そして、僕の家にりくとが来て、一緒に勉強をする日。
「ありがとう。」
僕はりくとにお礼を伝えた。
「なにがー?」
「クラスの人と話せるようになった。去年はりくとが隣の席になった1月に初めてクラスメイトと話したのに。きっかけが全部りくとだから。」
「えー?俺なにもしてなくない?」
「してくれてる。いつもいっぱいもらってるよ。りくとは、僕の憧れで……道しるべみたいな存在なんだ。」
「それを言うなら、澪の方だって。誰も気づかないようなことに気づける優しさって、すごいと思う。りくとは、誰かの支えになってるのに、それを誇らない。そういうところ、僕は本当に……すごく好きだなって思ってる。」
好きっていうの恥ずいな。勉強しようぜ、勉強!と苦手な勉強に向き合う姿、横顔を盗み見ると、少し赤くなっている。
僕もつられてしまいそうになって、慌ててペンをとり、ノートに問題を解いてゆく。
僕は左利き、彼は右利き。
お互いの小指があたり、肩が跳ねる。
すぐに謝り、引くこともできだが僕たちはそれをしなかった。
僕たちはどちらともなく手を重ねて、そっと繋いだ。
正直、手を繋いだまま勉強しづらい。
でも、そんな不便さなんてどうでもよくなるくらい、今の僕は心の底から幸せだった。
手を繋いだまま2人で黙々と勉強を続け、りくとが詰まって手を止めたときには僕が教える。

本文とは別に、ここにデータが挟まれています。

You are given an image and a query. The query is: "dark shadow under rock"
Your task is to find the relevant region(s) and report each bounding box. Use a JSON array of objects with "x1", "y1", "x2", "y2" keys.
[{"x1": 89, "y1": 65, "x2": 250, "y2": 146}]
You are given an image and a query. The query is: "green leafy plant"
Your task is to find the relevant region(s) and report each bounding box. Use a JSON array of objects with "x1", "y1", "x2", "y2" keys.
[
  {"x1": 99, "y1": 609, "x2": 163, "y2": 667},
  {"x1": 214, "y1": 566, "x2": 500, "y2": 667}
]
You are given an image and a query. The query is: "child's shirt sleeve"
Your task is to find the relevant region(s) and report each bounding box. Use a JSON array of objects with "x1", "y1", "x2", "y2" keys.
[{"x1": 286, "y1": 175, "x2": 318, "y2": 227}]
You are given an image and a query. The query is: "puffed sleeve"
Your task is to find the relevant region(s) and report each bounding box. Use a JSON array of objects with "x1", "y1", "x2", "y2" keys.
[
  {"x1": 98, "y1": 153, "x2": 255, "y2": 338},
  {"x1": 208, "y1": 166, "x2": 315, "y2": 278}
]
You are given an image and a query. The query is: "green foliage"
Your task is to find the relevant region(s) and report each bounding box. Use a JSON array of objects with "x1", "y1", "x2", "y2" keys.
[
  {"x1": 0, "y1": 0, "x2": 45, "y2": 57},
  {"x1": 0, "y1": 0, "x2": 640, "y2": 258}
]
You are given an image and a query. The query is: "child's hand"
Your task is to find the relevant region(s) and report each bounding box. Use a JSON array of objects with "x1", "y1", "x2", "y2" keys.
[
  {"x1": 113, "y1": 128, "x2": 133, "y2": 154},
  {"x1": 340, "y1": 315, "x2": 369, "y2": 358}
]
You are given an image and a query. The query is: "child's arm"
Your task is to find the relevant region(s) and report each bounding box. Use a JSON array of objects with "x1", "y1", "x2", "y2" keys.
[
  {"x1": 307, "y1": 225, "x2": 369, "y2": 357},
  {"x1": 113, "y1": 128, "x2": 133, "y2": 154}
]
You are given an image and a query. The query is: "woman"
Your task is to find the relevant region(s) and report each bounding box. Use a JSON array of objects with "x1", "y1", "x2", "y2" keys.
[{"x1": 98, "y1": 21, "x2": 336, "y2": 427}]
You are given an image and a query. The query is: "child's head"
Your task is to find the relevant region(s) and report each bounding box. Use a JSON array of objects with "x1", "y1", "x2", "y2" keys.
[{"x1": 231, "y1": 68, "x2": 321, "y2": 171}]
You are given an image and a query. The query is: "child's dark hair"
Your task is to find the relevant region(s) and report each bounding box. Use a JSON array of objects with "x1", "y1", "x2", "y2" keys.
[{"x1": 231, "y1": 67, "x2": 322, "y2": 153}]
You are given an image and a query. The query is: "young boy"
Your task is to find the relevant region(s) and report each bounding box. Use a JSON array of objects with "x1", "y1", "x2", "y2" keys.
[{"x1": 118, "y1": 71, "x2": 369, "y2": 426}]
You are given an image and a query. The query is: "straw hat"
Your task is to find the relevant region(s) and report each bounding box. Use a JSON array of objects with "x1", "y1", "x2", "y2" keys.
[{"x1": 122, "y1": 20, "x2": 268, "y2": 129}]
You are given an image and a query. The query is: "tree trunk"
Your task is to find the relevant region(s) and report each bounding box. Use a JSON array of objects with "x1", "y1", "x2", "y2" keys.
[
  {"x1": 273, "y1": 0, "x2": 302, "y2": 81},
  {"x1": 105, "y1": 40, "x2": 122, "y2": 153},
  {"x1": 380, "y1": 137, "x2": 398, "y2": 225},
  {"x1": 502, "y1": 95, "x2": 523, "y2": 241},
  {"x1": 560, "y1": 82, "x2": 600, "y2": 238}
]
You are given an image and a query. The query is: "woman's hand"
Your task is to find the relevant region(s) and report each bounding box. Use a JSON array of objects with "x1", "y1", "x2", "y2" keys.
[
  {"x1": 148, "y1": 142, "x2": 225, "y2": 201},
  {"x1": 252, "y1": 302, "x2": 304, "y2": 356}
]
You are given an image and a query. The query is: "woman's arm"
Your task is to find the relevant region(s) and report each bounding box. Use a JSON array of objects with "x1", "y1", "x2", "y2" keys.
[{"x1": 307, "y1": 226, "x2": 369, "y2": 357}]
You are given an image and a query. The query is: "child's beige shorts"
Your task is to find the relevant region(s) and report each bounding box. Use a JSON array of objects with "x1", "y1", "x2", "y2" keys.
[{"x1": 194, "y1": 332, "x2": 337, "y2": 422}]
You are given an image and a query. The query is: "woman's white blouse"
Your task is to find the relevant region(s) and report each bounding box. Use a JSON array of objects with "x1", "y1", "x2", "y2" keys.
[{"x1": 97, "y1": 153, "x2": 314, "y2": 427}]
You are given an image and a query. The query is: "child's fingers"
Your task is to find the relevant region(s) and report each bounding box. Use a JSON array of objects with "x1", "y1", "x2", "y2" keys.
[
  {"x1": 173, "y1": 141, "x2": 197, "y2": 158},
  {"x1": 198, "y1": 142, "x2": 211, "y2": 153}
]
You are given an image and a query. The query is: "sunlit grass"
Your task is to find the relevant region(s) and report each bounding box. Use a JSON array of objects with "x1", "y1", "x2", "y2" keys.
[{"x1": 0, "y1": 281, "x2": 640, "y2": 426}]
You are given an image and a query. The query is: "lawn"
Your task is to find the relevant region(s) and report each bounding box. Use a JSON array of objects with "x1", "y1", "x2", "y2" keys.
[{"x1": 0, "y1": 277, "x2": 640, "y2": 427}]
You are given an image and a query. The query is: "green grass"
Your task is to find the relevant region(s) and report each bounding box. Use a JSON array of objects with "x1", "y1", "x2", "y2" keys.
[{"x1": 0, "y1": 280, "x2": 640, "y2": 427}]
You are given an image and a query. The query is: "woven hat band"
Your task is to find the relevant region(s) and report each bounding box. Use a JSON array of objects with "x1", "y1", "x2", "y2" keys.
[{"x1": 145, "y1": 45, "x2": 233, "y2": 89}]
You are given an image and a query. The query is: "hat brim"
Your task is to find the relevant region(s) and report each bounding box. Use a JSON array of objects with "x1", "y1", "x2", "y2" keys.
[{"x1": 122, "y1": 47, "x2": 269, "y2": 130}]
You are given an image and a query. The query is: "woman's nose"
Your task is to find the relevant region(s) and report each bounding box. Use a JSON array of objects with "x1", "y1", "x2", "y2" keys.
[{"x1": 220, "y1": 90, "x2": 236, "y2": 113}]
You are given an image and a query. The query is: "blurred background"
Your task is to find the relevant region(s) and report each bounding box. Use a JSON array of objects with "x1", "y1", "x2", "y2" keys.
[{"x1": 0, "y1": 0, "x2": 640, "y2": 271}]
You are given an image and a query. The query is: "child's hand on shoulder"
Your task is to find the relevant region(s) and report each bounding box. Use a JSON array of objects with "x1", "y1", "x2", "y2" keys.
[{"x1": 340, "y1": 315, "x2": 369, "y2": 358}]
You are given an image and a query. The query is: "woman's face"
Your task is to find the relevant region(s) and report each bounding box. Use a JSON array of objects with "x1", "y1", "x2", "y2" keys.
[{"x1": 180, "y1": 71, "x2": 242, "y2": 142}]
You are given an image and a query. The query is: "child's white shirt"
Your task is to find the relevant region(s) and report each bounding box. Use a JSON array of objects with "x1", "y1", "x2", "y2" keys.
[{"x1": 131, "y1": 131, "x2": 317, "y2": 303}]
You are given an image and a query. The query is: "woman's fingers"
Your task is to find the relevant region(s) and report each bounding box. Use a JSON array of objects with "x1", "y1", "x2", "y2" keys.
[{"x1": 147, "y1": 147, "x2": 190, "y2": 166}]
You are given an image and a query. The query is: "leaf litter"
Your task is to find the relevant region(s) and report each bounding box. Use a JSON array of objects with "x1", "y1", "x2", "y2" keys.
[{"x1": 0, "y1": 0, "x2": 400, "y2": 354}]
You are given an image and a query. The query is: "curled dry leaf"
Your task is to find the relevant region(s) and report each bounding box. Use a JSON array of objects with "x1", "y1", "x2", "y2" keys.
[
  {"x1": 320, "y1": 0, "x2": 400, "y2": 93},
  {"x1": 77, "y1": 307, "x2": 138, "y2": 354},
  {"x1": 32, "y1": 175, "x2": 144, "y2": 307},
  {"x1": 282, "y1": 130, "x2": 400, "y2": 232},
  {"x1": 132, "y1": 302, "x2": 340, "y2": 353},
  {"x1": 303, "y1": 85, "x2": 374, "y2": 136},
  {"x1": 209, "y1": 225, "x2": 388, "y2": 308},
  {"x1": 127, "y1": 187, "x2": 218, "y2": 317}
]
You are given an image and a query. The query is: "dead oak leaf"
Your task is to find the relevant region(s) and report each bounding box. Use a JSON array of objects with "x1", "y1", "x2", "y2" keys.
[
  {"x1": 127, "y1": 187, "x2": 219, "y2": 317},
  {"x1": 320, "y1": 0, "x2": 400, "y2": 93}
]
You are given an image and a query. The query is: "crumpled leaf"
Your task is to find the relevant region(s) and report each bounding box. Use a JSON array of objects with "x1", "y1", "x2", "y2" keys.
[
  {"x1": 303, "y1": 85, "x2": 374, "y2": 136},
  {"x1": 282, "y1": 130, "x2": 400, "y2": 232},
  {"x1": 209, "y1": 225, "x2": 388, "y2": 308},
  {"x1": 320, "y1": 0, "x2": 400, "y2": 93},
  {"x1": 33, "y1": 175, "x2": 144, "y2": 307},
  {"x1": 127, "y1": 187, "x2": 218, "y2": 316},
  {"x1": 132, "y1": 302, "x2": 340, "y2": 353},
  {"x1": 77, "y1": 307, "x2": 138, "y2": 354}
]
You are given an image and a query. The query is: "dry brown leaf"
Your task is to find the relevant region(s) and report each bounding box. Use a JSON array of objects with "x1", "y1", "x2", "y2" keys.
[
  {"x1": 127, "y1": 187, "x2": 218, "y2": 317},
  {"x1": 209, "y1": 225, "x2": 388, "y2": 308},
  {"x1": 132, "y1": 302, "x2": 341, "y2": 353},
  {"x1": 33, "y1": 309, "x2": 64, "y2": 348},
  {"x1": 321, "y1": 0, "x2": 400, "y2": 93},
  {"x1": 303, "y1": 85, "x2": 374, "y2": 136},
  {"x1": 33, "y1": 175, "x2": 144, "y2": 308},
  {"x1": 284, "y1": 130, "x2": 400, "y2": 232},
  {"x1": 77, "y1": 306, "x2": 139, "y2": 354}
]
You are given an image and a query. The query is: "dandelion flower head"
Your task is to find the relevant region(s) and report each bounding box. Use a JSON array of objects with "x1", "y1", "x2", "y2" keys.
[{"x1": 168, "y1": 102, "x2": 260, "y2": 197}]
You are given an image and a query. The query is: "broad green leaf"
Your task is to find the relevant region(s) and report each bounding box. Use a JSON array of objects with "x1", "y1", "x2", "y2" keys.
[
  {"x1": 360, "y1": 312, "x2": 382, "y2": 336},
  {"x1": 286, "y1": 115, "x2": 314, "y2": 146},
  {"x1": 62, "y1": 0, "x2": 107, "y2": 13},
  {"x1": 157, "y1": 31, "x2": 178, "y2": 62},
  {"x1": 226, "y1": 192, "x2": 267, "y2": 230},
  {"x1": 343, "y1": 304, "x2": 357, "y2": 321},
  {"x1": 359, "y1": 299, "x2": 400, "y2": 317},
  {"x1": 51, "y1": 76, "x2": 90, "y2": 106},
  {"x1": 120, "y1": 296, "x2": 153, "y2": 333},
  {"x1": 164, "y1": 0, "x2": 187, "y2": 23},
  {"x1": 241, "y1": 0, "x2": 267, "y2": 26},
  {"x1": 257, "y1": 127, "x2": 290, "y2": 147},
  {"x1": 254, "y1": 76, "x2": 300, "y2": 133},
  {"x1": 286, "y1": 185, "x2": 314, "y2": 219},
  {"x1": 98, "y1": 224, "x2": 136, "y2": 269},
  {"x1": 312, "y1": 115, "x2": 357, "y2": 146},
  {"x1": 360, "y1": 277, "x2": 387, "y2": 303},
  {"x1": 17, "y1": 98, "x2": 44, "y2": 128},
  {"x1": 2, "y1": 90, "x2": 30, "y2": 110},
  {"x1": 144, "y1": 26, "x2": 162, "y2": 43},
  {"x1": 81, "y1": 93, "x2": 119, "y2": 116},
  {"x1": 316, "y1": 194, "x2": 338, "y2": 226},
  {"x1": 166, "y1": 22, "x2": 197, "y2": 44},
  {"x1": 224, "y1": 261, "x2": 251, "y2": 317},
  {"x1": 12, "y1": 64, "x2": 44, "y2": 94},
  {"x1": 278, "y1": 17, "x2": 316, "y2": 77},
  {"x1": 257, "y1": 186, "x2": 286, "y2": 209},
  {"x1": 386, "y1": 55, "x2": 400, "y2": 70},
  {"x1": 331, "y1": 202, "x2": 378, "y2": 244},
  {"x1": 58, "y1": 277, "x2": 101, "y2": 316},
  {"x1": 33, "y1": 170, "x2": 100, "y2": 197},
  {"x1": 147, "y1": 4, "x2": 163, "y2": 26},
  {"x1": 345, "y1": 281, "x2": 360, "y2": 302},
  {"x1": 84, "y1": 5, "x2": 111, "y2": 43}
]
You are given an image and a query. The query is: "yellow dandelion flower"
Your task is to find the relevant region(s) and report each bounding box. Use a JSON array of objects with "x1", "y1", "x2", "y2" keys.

こうして、勉強会──いや、僕たちの初めての家デートは静かに幕を下ろした。
りくとが帰った後、静かになった部屋の中で、さっきまでそこにりくとがいたんだと改めて実感する。
ページをめくる音や笑い声を思い出しながら、彼の匂いが僕の部屋まだ残ってるような気がしてくる。
狭いはずの僕の部屋が、彼と過ごしていたからか、1人になった今は広く思えた。